RESULTS: The researchers examined 11 patients with various cerebrovascular diseases. Perfusion CT CBF maps were obtained using the central volume principle (relating CBF to blood volume and mean transit time) and a deconvolution method. Regions of interest in the frontal, temporal, parieto-occipital territories, caudate nucleus, thalamus, and white matter in both hemispheres were identified manually for both modalities.

The average CT-based CBF value was 19% higher than the PET-based CBF value in gray matter and 32% lower in white matter. Linear regression analysis revealed a moderate, although statistically significant, correlation between the mean CBF values acquired with the two modalities, however.

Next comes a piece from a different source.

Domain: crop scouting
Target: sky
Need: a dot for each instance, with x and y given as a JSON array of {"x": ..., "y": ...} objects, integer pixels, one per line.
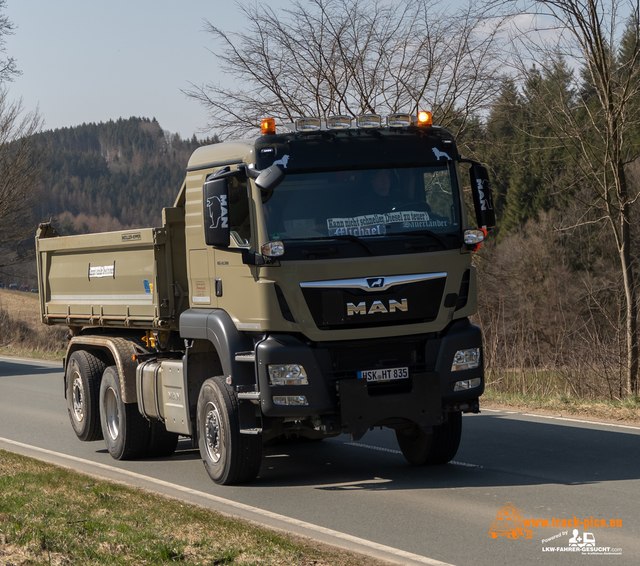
[{"x": 92, "y": 61}]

Correlation coefficients ranged from 0.657 to 0.833 for individual analyses, dipping to 0.533 for the overall comparison.

IMAGE: Freehand-drawn region of interest on CBF maps derived from CT (A) and PET (B) scanning of the same subject. Comparison of paired scans such as these reveals moderate overall correlation of CBF values. (Provided by H. Yokote)

IMPLICATIONS: The differences were attributed to freehand drawing of regions of interest on the CBF maps and to PET's lower spatial resolution compared with CT. The researchers tended to overestimate CBF in gray matter and underestimate it in white matter with PET, said lead author Hiroyuki Yokote, a radiology fellow at Osaka City University. In evaluating arterial input function, the choice of artery can also influence CT-based CBF data in patients with complex blood flow changes.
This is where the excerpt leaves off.